Le termiti sono insetti cosiddetti “sociali”, come le api e le formiche, nel senso che di norma costruiscono autonomamente la loro “società” e vi vivono in struttura gerarchica, differenziata per mansioni. Sia alate che attere (cioè prive di ali), sono un po’ più lunghe delle formiche e il loro colore pallido le fa definire anche “formiche bianche”.
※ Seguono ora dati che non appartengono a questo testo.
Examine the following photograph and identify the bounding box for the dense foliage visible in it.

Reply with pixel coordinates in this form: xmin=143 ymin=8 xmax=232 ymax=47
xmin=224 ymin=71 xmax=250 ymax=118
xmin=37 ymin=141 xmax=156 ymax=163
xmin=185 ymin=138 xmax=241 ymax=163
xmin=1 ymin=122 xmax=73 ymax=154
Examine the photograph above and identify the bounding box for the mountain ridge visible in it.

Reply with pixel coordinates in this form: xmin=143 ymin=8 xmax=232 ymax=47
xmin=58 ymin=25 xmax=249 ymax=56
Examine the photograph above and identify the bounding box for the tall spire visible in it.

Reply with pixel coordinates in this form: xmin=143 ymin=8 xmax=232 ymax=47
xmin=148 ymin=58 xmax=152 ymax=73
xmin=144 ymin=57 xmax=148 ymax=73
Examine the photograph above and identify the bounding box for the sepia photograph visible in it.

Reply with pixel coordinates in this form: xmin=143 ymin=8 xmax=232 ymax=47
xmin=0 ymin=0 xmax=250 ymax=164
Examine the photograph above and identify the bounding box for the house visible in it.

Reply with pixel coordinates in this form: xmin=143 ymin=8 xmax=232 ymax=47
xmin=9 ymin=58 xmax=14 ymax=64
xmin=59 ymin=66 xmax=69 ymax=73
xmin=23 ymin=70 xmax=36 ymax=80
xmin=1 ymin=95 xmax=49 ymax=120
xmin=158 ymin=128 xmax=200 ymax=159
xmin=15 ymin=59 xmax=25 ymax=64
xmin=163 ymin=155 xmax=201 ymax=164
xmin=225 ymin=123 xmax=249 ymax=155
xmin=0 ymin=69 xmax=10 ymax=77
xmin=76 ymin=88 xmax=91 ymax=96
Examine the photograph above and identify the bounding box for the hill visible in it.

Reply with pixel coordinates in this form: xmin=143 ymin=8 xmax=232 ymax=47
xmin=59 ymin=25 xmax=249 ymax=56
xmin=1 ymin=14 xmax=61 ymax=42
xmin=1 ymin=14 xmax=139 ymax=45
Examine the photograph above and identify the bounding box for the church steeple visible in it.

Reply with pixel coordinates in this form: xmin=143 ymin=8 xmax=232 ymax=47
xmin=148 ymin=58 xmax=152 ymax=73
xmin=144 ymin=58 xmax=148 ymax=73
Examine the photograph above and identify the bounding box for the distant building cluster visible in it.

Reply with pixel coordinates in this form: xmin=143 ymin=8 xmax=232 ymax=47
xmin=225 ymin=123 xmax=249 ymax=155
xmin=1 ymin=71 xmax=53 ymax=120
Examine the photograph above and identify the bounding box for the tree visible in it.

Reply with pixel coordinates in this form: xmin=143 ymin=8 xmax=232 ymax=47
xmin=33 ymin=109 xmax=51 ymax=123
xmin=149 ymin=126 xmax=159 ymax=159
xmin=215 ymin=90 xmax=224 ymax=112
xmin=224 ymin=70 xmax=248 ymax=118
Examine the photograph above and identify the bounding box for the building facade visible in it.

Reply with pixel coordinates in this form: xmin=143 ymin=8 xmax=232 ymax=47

La regolazione della loro micro “società” si fonda sulla differenza tra casta riproduttiva, dominata dal re e dalla regina, che si accoppiano molto spesso, e casta sterile, in cui spiccano sia le termiti-soldato che quelle operaie. Le termiti sono organismi “xilofagi” (cioè divorano il legno con le loro robustissime mandibole): da un punto di vista puramente scientifico è un fatto positivo. La loro importanza ecologica infatti dipende dal fatto che circa un terzo di tutta la materia prodotta ogni anno dalle piante viene divorata proprio da loro. In un ecosistema terrestre, la produzione di materia vivente è pressoché ininterrotta, e se essa non venisse demolita con una velocità correlata a quella con cui viene formata, dopo poco tempo il sistema entrerebbe in crisi, perché verrebbero a mancare sia lo spazio per i nuovi organismi, sia i materiali per continuare la produzione. La distruzione del legno, delle altre parti vegetali e degli altri residui organici, assicura così la liberazione di nutrienti nel terreno che, in tal modo, diviene fertile. Assai meno ben accette, ovviamente, sono quando si mettono a distruggere le case, e non il legno grezzo disponibile in natura per farne nuovo fertilizzante.